Files
comp-syntax-gu-mlt/lab3

Lab 3: Universal Dependencies

This lab is divided into two parts. In part 1, you will create a small parallel UD treebank for English/Swedish and a language of your choice. In part 2, you will train a parsing model and evaluate it on your treebank.

Part 1: UD annotation

The goal of this part of the lab is for you to become able to contribute to a UD annotation project. You will familiarize with the CoNNL-U format and annotate your own parallel UD treebank.

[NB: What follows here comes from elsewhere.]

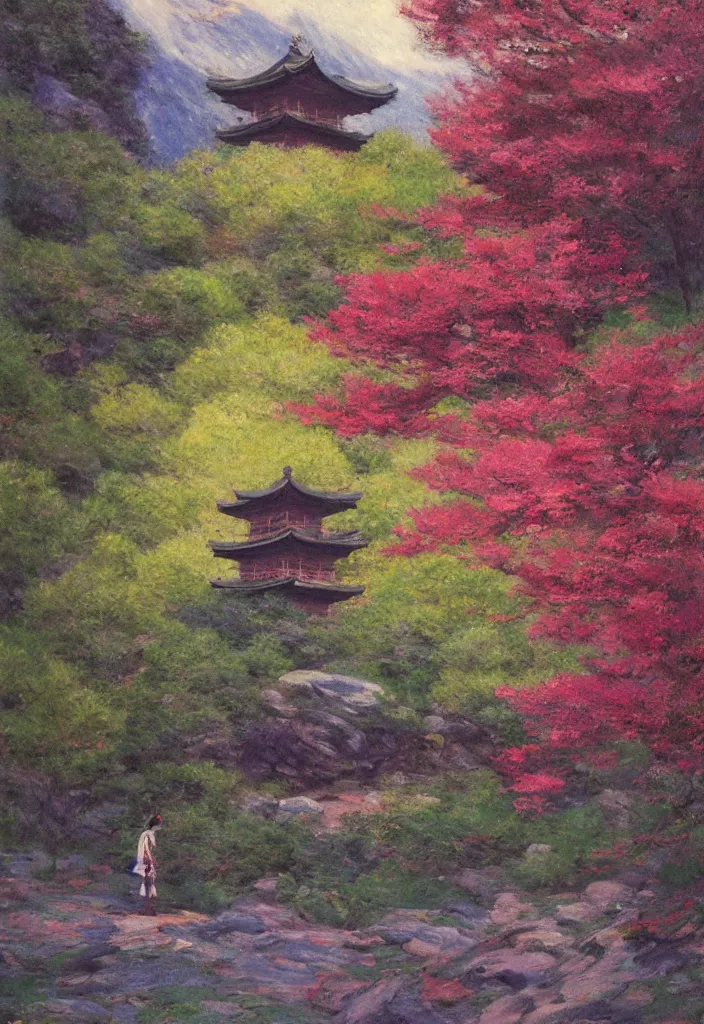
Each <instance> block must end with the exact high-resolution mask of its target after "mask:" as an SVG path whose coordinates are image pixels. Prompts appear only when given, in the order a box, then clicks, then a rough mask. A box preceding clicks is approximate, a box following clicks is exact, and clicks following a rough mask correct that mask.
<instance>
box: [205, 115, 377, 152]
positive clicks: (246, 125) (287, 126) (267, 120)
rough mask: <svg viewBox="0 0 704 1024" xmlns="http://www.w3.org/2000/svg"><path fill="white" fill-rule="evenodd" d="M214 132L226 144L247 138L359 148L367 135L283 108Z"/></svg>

Step 1: familiarize with the CoNLL-U format

Go to universaldependencies.org and download a treebank for a language of your choice. Choose a short (5-10 tokens) and a long (>25 words) sentence and convert it from CoNNL-U to a graphical trees by hand.

Step 2: choose a corpus

Choose a corpus of 25+ sentences.

If you want to start with English, you can usecomp-syntax-corpus-english.txt is a combination of sentences from different sources, including the Parallel UD treebank (PUD). If you want to cheat - or just check your answers - you can look for them in the official treebank. You can also compare your analyses with those of an automatic parser, such as UDPipe, which you can try directly in your browser. These automatic analyses must of course be taken with a grain of salt. Note that the first few sentences of this corpus are pre-tokenized and POS-tagged. Each token is in the form word:<UPOS>.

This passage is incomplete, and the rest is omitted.